Car Detector
Project Dates: 3/5/2013 - 3/28/2013
Datasets: UIUC Image Database for Car Detection, Caltech 101
Summary:
Designed a program in MATLAB to detect cars in an image based on an image vocabulary generated by a training set of images.
Algorithm Design:
502 training images of the side view of a car from the UIUC car detection dataset functioned as a ground truth since there is a car in the front and center of each image, and the rest of the image is essentially cropped. A Harris corner detector was then used to determine features around each car. 502 sets of features were obtained which could result in too specific a classifier and would add significant processing time. To work with a more manageable feature set for the classifier, an image vocabulary was created using K means clustering, where a series of centroids were found around groups of similar features and these more limited number of centroids (50 in this case) became the restricted image vocabulary used for classification. Weight was added to the likelihood of each word based on how many of the 502 initial images fell in the window around the centroid each word is based on.

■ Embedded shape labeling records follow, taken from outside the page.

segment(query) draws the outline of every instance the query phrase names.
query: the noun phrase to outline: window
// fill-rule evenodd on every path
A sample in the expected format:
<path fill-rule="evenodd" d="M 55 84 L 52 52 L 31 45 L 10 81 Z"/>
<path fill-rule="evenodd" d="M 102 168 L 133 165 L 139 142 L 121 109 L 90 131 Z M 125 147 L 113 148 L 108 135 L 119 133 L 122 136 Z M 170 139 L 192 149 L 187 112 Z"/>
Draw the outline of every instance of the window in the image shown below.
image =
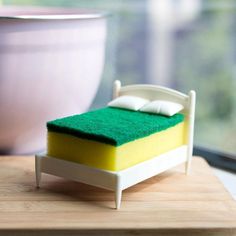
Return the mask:
<path fill-rule="evenodd" d="M 234 1 L 2 0 L 98 8 L 108 18 L 106 65 L 92 108 L 104 106 L 115 79 L 197 92 L 195 145 L 236 153 Z"/>

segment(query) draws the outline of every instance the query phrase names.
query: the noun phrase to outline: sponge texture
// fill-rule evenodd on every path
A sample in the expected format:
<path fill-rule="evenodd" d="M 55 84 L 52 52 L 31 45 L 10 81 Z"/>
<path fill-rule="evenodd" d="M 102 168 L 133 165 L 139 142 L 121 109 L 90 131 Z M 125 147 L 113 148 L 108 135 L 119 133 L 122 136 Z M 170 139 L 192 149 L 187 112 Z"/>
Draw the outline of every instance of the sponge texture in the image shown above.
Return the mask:
<path fill-rule="evenodd" d="M 182 114 L 171 117 L 106 107 L 47 123 L 49 132 L 69 134 L 112 146 L 144 138 L 181 123 Z"/>

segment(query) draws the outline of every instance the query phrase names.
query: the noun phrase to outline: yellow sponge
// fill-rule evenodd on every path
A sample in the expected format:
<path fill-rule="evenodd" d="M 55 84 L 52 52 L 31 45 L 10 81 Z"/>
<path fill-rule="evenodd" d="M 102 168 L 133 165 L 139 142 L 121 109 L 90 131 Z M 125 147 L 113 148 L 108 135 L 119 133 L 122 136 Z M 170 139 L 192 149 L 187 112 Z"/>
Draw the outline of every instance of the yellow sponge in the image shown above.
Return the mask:
<path fill-rule="evenodd" d="M 119 171 L 184 143 L 184 122 L 120 146 L 48 131 L 47 154 L 91 167 Z"/>

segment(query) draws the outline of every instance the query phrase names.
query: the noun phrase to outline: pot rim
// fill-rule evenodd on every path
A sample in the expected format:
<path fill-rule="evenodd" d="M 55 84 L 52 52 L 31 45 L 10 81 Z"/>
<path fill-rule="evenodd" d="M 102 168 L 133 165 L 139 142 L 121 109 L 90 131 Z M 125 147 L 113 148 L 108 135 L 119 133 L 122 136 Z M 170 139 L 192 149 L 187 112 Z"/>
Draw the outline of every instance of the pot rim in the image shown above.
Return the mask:
<path fill-rule="evenodd" d="M 108 15 L 105 11 L 85 8 L 0 7 L 0 20 L 85 20 Z"/>

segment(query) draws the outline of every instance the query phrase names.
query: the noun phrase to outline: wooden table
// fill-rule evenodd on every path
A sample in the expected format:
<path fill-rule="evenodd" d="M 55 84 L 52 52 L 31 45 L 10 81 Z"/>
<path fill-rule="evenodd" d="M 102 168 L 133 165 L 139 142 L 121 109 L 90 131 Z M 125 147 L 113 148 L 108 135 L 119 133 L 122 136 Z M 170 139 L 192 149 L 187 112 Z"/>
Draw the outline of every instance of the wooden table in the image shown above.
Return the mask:
<path fill-rule="evenodd" d="M 236 202 L 201 158 L 124 191 L 43 175 L 32 157 L 0 157 L 1 235 L 236 235 Z"/>

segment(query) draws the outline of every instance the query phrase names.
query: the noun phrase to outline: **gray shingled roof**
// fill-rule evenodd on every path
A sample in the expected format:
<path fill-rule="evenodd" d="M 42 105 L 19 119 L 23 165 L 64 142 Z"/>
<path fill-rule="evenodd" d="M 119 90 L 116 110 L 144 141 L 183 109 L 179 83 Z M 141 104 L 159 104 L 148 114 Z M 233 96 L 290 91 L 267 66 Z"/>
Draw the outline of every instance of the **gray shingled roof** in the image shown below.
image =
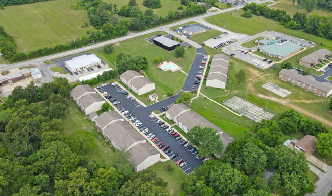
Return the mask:
<path fill-rule="evenodd" d="M 147 84 L 153 84 L 150 80 L 145 77 L 140 77 L 134 79 L 131 82 L 130 84 L 135 86 L 137 90 L 139 90 Z"/>
<path fill-rule="evenodd" d="M 84 108 L 88 107 L 94 102 L 101 101 L 105 102 L 105 100 L 97 93 L 87 94 L 78 100 L 78 102 Z"/>
<path fill-rule="evenodd" d="M 139 165 L 149 157 L 159 154 L 159 152 L 148 142 L 136 145 L 130 151 L 132 153 L 130 160 L 136 166 Z"/>
<path fill-rule="evenodd" d="M 135 70 L 127 70 L 120 75 L 120 77 L 124 78 L 127 82 L 136 76 L 143 77 L 141 74 Z"/>
<path fill-rule="evenodd" d="M 202 128 L 204 128 L 206 126 L 212 128 L 216 129 L 217 133 L 222 132 L 221 129 L 193 111 L 182 114 L 178 117 L 176 120 L 181 122 L 189 129 L 194 128 L 195 126 L 200 126 Z"/>
<path fill-rule="evenodd" d="M 70 90 L 70 94 L 75 99 L 87 92 L 96 93 L 96 91 L 88 84 L 78 85 Z"/>
<path fill-rule="evenodd" d="M 134 143 L 145 141 L 128 122 L 118 121 L 105 129 L 105 132 L 123 150 L 126 150 Z"/>
<path fill-rule="evenodd" d="M 294 69 L 290 70 L 283 69 L 279 73 L 326 92 L 329 92 L 332 90 L 332 84 L 330 83 L 327 82 L 319 82 L 314 80 L 313 76 L 310 75 L 303 76 L 299 74 L 297 71 Z"/>
<path fill-rule="evenodd" d="M 309 63 L 316 63 L 318 61 L 318 59 L 324 59 L 325 55 L 330 56 L 331 54 L 332 53 L 328 49 L 322 48 L 300 58 L 300 60 L 304 60 Z"/>
<path fill-rule="evenodd" d="M 106 111 L 94 119 L 102 128 L 105 127 L 111 121 L 114 120 L 121 120 L 123 118 L 116 111 Z"/>
<path fill-rule="evenodd" d="M 171 116 L 175 117 L 181 111 L 186 110 L 190 110 L 190 108 L 183 103 L 178 103 L 172 105 L 166 112 L 170 114 Z"/>
<path fill-rule="evenodd" d="M 162 43 L 168 47 L 172 47 L 174 45 L 179 44 L 179 43 L 177 42 L 173 41 L 173 40 L 169 39 L 167 37 L 164 37 L 163 36 L 156 37 L 153 39 L 153 40 L 155 40 L 159 43 Z"/>

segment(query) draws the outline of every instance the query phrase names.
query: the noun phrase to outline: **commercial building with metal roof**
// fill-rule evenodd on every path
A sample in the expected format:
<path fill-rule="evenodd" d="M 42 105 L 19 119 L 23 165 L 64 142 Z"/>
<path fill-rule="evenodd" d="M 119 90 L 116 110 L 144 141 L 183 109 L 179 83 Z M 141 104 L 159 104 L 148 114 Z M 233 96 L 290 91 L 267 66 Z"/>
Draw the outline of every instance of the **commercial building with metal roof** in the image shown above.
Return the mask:
<path fill-rule="evenodd" d="M 276 39 L 259 46 L 258 51 L 267 56 L 283 59 L 297 53 L 301 47 L 288 40 Z"/>
<path fill-rule="evenodd" d="M 72 72 L 79 71 L 100 64 L 101 60 L 94 54 L 84 54 L 73 58 L 72 60 L 65 61 L 65 66 Z"/>
<path fill-rule="evenodd" d="M 134 146 L 131 150 L 129 161 L 136 171 L 140 171 L 160 160 L 160 154 L 150 144 L 143 143 Z"/>
<path fill-rule="evenodd" d="M 307 68 L 315 67 L 331 56 L 331 51 L 326 48 L 322 48 L 300 59 L 299 64 Z"/>
<path fill-rule="evenodd" d="M 327 81 L 320 82 L 315 80 L 312 76 L 299 74 L 294 69 L 282 69 L 279 72 L 279 78 L 322 97 L 327 97 L 332 94 L 331 83 Z"/>
<path fill-rule="evenodd" d="M 175 49 L 175 47 L 180 46 L 180 43 L 177 42 L 163 36 L 156 37 L 153 39 L 153 42 L 156 45 L 159 46 L 169 51 L 173 50 Z"/>

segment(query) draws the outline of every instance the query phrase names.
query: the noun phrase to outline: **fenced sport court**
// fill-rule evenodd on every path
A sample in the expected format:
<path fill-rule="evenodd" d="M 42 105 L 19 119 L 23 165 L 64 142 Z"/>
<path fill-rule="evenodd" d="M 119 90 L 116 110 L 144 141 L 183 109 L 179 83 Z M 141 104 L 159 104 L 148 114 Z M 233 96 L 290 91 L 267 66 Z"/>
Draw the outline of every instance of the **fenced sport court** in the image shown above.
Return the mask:
<path fill-rule="evenodd" d="M 245 99 L 241 95 L 233 94 L 225 99 L 223 104 L 256 122 L 262 119 L 271 120 L 277 114 L 275 111 L 268 107 L 266 108 L 266 106 L 254 103 L 248 98 Z"/>

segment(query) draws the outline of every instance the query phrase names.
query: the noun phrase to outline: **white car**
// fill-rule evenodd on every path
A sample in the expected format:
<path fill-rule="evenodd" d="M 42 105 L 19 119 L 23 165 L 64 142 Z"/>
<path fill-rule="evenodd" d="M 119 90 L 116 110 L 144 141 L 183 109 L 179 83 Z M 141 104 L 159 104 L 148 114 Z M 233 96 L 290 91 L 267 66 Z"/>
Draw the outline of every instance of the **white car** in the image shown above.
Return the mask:
<path fill-rule="evenodd" d="M 136 117 L 135 117 L 135 116 L 133 116 L 132 117 L 130 118 L 129 119 L 129 120 L 131 121 L 133 121 L 134 120 L 137 119 L 137 118 Z"/>
<path fill-rule="evenodd" d="M 139 127 L 139 126 L 140 126 L 140 125 L 142 125 L 142 123 L 140 122 L 139 122 L 136 123 L 136 124 L 135 125 L 135 126 L 137 126 L 137 127 Z"/>

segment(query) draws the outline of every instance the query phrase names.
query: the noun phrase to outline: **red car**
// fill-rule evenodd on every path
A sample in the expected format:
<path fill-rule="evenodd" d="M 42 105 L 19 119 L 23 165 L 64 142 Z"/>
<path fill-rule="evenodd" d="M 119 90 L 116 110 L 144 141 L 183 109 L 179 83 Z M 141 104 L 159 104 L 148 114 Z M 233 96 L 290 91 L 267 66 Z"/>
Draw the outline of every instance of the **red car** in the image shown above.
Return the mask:
<path fill-rule="evenodd" d="M 179 165 L 180 164 L 182 163 L 183 162 L 183 160 L 182 159 L 180 159 L 175 164 L 176 165 Z"/>

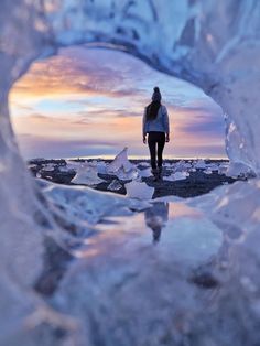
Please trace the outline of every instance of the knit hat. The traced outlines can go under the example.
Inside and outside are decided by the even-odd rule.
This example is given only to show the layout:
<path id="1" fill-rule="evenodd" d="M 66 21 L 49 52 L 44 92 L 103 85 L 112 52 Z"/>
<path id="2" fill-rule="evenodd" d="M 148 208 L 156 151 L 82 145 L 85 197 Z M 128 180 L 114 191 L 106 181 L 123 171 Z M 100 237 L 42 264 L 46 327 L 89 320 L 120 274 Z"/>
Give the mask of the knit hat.
<path id="1" fill-rule="evenodd" d="M 153 88 L 152 100 L 155 101 L 155 102 L 160 102 L 161 99 L 162 99 L 162 95 L 161 95 L 161 93 L 160 93 L 159 87 L 154 87 L 154 88 Z"/>

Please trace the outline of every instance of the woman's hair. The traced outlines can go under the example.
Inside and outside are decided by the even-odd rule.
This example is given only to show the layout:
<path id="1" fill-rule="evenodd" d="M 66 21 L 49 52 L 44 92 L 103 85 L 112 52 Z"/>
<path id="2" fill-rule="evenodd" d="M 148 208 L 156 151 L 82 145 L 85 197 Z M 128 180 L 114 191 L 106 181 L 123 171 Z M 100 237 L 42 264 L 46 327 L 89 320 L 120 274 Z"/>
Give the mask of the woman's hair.
<path id="1" fill-rule="evenodd" d="M 152 101 L 147 107 L 147 120 L 154 120 L 158 117 L 159 108 L 161 107 L 161 101 Z"/>
<path id="2" fill-rule="evenodd" d="M 159 87 L 153 88 L 152 102 L 147 107 L 147 119 L 154 120 L 158 117 L 159 108 L 161 107 L 161 93 Z"/>

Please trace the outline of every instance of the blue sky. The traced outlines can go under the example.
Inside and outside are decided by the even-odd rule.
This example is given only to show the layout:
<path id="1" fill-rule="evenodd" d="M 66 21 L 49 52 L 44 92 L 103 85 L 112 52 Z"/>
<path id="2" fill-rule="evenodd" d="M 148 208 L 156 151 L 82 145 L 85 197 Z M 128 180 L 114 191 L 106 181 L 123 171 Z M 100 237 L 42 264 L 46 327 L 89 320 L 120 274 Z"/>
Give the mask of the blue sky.
<path id="1" fill-rule="evenodd" d="M 161 88 L 171 122 L 171 158 L 225 156 L 221 109 L 201 89 L 126 53 L 71 47 L 35 62 L 11 93 L 11 113 L 25 158 L 113 156 L 142 144 L 143 108 Z"/>

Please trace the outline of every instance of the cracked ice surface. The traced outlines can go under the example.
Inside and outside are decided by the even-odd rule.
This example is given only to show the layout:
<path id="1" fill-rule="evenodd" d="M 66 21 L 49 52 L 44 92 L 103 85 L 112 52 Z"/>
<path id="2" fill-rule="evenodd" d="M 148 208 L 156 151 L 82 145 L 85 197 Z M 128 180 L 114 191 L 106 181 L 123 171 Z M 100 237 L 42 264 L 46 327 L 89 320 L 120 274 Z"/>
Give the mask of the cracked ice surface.
<path id="1" fill-rule="evenodd" d="M 97 165 L 85 162 L 82 164 L 77 171 L 76 175 L 72 180 L 74 184 L 85 184 L 85 185 L 97 185 L 104 182 L 102 179 L 98 176 Z"/>
<path id="2" fill-rule="evenodd" d="M 33 285 L 43 268 L 43 239 L 61 228 L 52 218 L 54 205 L 62 201 L 64 217 L 75 210 L 85 219 L 89 196 L 75 187 L 66 192 L 53 187 L 54 197 L 54 192 L 43 194 L 34 185 L 13 139 L 8 94 L 33 60 L 55 54 L 59 46 L 86 43 L 123 50 L 212 96 L 229 117 L 231 164 L 246 165 L 259 176 L 260 2 L 169 0 L 161 6 L 150 0 L 2 0 L 0 6 L 0 344 L 95 345 L 106 340 L 108 345 L 152 346 L 151 340 L 154 345 L 188 344 L 191 337 L 199 346 L 240 346 L 245 339 L 258 345 L 259 180 L 223 186 L 187 202 L 204 210 L 204 219 L 208 214 L 224 234 L 217 257 L 212 252 L 213 258 L 198 269 L 216 277 L 216 290 L 202 291 L 189 283 L 201 282 L 202 277 L 187 277 L 182 263 L 174 266 L 173 244 L 149 248 L 145 237 L 141 244 L 134 238 L 131 245 L 122 237 L 115 248 L 117 238 L 111 233 L 109 244 L 100 239 L 100 249 L 108 251 L 110 245 L 110 256 L 102 257 L 95 247 L 93 252 L 82 252 L 83 260 L 75 261 L 55 293 L 55 307 L 43 302 Z M 98 219 L 101 210 L 93 213 Z M 197 228 L 203 219 L 188 213 L 180 217 L 186 218 L 186 225 L 196 223 Z M 214 228 L 210 220 L 206 224 L 209 230 Z M 129 216 L 119 229 L 141 231 L 142 225 Z M 117 228 L 112 221 L 106 227 Z M 61 318 L 55 309 L 68 320 Z"/>

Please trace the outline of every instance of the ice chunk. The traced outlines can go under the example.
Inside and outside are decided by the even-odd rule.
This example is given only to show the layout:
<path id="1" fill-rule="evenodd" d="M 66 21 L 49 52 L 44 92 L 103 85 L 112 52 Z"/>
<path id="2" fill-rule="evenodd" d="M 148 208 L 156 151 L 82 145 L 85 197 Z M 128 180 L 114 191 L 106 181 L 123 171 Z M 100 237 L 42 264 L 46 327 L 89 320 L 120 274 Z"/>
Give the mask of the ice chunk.
<path id="1" fill-rule="evenodd" d="M 189 176 L 188 172 L 175 172 L 172 173 L 170 176 L 165 176 L 165 181 L 175 182 L 175 181 L 182 181 Z"/>
<path id="2" fill-rule="evenodd" d="M 143 161 L 143 162 L 140 162 L 138 165 L 141 165 L 143 167 L 150 167 L 150 163 Z"/>
<path id="3" fill-rule="evenodd" d="M 108 164 L 107 172 L 112 174 L 117 173 L 120 169 L 126 173 L 134 169 L 134 165 L 128 160 L 128 148 L 124 148 L 115 160 Z"/>
<path id="4" fill-rule="evenodd" d="M 238 176 L 250 176 L 254 175 L 252 170 L 245 163 L 232 163 L 228 166 L 226 171 L 227 176 L 238 177 Z"/>
<path id="5" fill-rule="evenodd" d="M 97 185 L 102 182 L 105 181 L 98 176 L 97 166 L 88 162 L 77 169 L 77 173 L 72 180 L 72 183 L 74 184 L 84 184 L 89 186 Z"/>
<path id="6" fill-rule="evenodd" d="M 123 166 L 121 166 L 115 175 L 120 181 L 132 181 L 138 177 L 138 170 L 136 167 L 131 169 L 130 171 L 126 171 Z"/>
<path id="7" fill-rule="evenodd" d="M 197 160 L 194 165 L 193 165 L 196 170 L 205 170 L 206 169 L 206 163 L 204 160 Z"/>
<path id="8" fill-rule="evenodd" d="M 105 161 L 97 162 L 97 172 L 100 174 L 107 174 L 107 163 Z"/>
<path id="9" fill-rule="evenodd" d="M 137 199 L 151 199 L 154 193 L 154 187 L 148 186 L 145 183 L 131 182 L 124 185 L 127 196 Z"/>
<path id="10" fill-rule="evenodd" d="M 94 225 L 107 216 L 130 215 L 131 210 L 143 210 L 148 207 L 147 202 L 134 202 L 86 186 L 65 186 L 48 182 L 42 186 L 42 191 L 50 202 L 61 207 L 75 223 L 82 220 Z"/>
<path id="11" fill-rule="evenodd" d="M 53 172 L 55 170 L 55 164 L 54 163 L 47 163 L 44 164 L 42 170 L 43 172 Z"/>
<path id="12" fill-rule="evenodd" d="M 152 175 L 150 169 L 139 170 L 138 174 L 139 174 L 140 177 L 149 177 L 149 176 Z"/>
<path id="13" fill-rule="evenodd" d="M 118 180 L 113 180 L 109 185 L 108 185 L 108 190 L 110 191 L 118 191 L 122 187 L 122 185 L 120 184 L 120 182 Z"/>
<path id="14" fill-rule="evenodd" d="M 204 171 L 204 173 L 205 173 L 205 174 L 213 174 L 213 171 L 207 167 L 207 169 Z"/>
<path id="15" fill-rule="evenodd" d="M 186 162 L 184 160 L 178 161 L 177 163 L 175 163 L 173 165 L 174 171 L 178 172 L 178 171 L 188 171 L 192 167 L 192 164 L 189 162 Z"/>

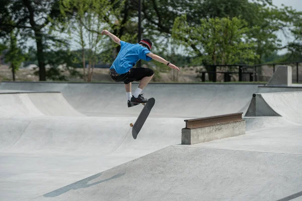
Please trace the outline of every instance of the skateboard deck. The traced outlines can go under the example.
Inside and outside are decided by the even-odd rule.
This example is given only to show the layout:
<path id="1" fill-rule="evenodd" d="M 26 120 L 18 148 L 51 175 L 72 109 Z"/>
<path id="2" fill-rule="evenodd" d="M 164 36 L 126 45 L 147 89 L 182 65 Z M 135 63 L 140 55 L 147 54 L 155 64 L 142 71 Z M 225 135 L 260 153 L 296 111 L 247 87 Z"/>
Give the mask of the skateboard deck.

A test image with a car from the Caltech 101 dataset is then read in and its features are detected. Votes are cast to see which feature sets in the image most closely match those of the existing image vocabulary. Many features in an image may bear similarities to the car vocabulary so to reduce false positives, the results with the highest votes corresponding to a car were classified as cars and boxes were traced around each detected car. This detector only works assuming there is a car in an image, otherwise it will classify the set of features that most resemble a word from the car vocabulary, as a car. This code was created and implemented in MATLAB
Example of features detected in a training image. The features do not entirely correspond to the one car since there are two cars in the image. Errors caused by this that may occur in the vocabulary generated become more negligible as the amount of training images processed increase.
Detected car boxed in blue. The feature sets with the second and third highest likelihoods of being cars are in green boxes. They often overlap with the car due to overlapping features
False positives detected in tree and building since they are both objects with high corner density and have greater chance of coinciding with the limited vocabulary. The votes cast for car in the image still beat the false positives.